Adaland Mansion to celebrate Mother’s Day

May brings the full awakening of spring and the official opening of the 2013 season of Adaland Mansion at Philippi.

Adaland Mansion, Philippi’s beautifully restored 1870 home 4 miles north of downtown Philippi, is open to the public from May 1 to Dec. 31 and hosts public and private events throughout the season. A Mother’s Day buffet dinner will open this year’s calendar of activities.

“Our annual Mother’s Day Buffet Dinner is our first official public event on this year’s calendar and an event looked forward to by our many regular visitors,” said Ann Serafin, executive director of Adaland Mansion. “Because this annual celebration of that special person in our lives is such a special event for Adaland, we anticipate an overflow crowd for this year’s dinner.”

Regular visitors and those new to Adaland will find the buffet table in the formal dining room filled with delicious foods. Adaland’s chef Lucy Williamson has her menu of two entrees, multiple sides, salad, homemade bread, drinks and dessert selections ready for the holiday meal.

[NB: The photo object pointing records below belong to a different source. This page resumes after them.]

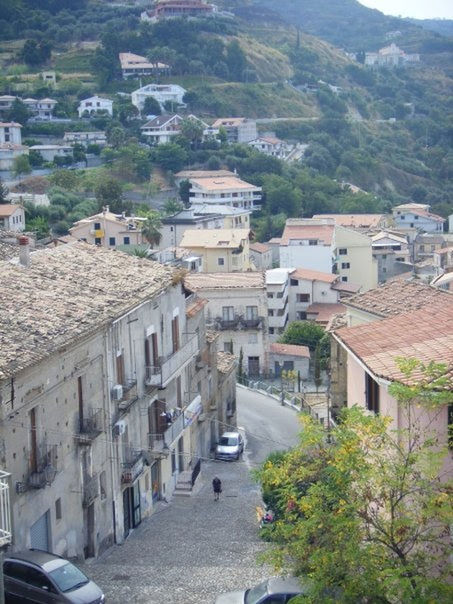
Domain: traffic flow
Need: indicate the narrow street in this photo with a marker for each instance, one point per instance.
(193, 548)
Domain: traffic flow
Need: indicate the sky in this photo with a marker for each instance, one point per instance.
(419, 9)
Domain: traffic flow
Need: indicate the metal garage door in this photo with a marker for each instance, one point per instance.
(39, 533)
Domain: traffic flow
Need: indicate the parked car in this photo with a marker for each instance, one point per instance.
(38, 576)
(272, 591)
(230, 446)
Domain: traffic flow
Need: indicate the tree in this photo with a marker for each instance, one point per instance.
(171, 156)
(4, 192)
(151, 228)
(184, 190)
(18, 112)
(109, 192)
(236, 61)
(151, 106)
(303, 333)
(364, 513)
(21, 165)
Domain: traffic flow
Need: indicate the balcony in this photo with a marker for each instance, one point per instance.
(45, 468)
(132, 466)
(169, 365)
(90, 489)
(90, 427)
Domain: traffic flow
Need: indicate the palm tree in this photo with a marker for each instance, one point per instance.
(151, 228)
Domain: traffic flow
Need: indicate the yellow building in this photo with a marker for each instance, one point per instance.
(221, 250)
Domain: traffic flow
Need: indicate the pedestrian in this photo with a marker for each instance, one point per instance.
(217, 487)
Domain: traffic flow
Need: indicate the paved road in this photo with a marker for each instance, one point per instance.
(193, 548)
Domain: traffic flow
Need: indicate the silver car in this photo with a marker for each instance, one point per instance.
(272, 591)
(230, 446)
(38, 576)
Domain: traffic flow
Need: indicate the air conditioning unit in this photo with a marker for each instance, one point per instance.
(119, 428)
(117, 392)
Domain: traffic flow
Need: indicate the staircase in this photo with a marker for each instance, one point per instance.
(183, 485)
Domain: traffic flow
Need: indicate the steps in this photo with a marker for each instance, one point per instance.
(183, 485)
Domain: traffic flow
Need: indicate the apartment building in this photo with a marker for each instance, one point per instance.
(221, 250)
(110, 230)
(237, 310)
(226, 190)
(98, 409)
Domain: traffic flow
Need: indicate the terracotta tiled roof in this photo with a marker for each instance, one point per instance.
(8, 209)
(259, 247)
(304, 273)
(225, 362)
(425, 334)
(397, 296)
(324, 312)
(66, 293)
(354, 220)
(200, 281)
(322, 232)
(290, 350)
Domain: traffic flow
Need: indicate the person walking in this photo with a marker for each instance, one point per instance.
(217, 487)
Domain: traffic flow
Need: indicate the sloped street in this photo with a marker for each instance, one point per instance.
(193, 548)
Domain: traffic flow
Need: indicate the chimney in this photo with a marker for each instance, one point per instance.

Reservations are required by calling 304-457-2415 or 304-457-1587.

Besides being a special day for mothers, Mother’s Day also has special significance for Adaland Mansion.

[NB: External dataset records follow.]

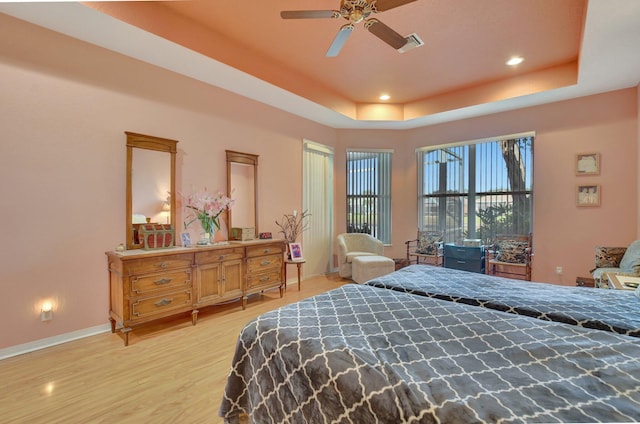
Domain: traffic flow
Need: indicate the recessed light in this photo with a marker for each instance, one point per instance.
(515, 60)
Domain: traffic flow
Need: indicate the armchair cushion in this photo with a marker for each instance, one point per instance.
(630, 262)
(428, 243)
(351, 245)
(609, 257)
(512, 251)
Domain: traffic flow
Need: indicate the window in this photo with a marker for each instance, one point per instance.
(369, 193)
(477, 189)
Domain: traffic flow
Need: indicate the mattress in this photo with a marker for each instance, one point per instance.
(361, 354)
(611, 310)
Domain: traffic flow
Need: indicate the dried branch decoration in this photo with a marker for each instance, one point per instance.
(291, 226)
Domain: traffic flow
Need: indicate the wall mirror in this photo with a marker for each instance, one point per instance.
(151, 183)
(242, 186)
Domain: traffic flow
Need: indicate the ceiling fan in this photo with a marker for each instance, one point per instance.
(355, 11)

To trace the Mother’s Day connection to Adaland requires going back in history to the early years of Ann Maria Reeves Jarvis. She moved with her family prior to the Civil War from Culpeper, Va., to Philippi, where her father was a Methodist minister. In 1852, two years after marrying Granville Jarvis, the son of a Philippi Baptist minister, Ann Jarvis and her husband moved from Philippi to nearby Webster in Taylor County.

Ann Jarvis organized a series of Mothers’ Day Work Clubs in Barbour and Taylor counties that worked to improve health and sanitary conditions.

These clubs also treated wounded Union and Confederate soldiers during the Civil War. To help ease tensions after the war, Jarvis organized a Mothers’ Friendship Day in Pruntytown to bring together soldiers and neighbors. The Mothers’ Friendship Day was so successful it became an annual event for several years.

While in Grafton, the Rev. Granville Jarvis built and dedicated the Andrews Methodist Church in 1873, where Ann taught Sunday School for 25 years. After Ann died in 1905, her daughter Anna conducted a small tribute to her mother at Grafton’s Andrews Methodist Church and led the efforts to establish a nationally recognized Mother’s Day.

In 1914, President Woodrow Wilson signed a Congressional Resolution establishing the second Sunday in May as a national holiday for the celebration of Mother’s Day. And in 1952, the General Conference of the Methodist Church officially designated Andrews Methodist Church as a National Methodist Shrine.

That National Methodist Shrine is better known today as the Mother’s Day Shrine. In it is a stained glass window dedicated to Judge Ira E. Robinson, advocate for recognition of Mother’s Day as a state holiday and former owner of Adaland Mansion at Philippi.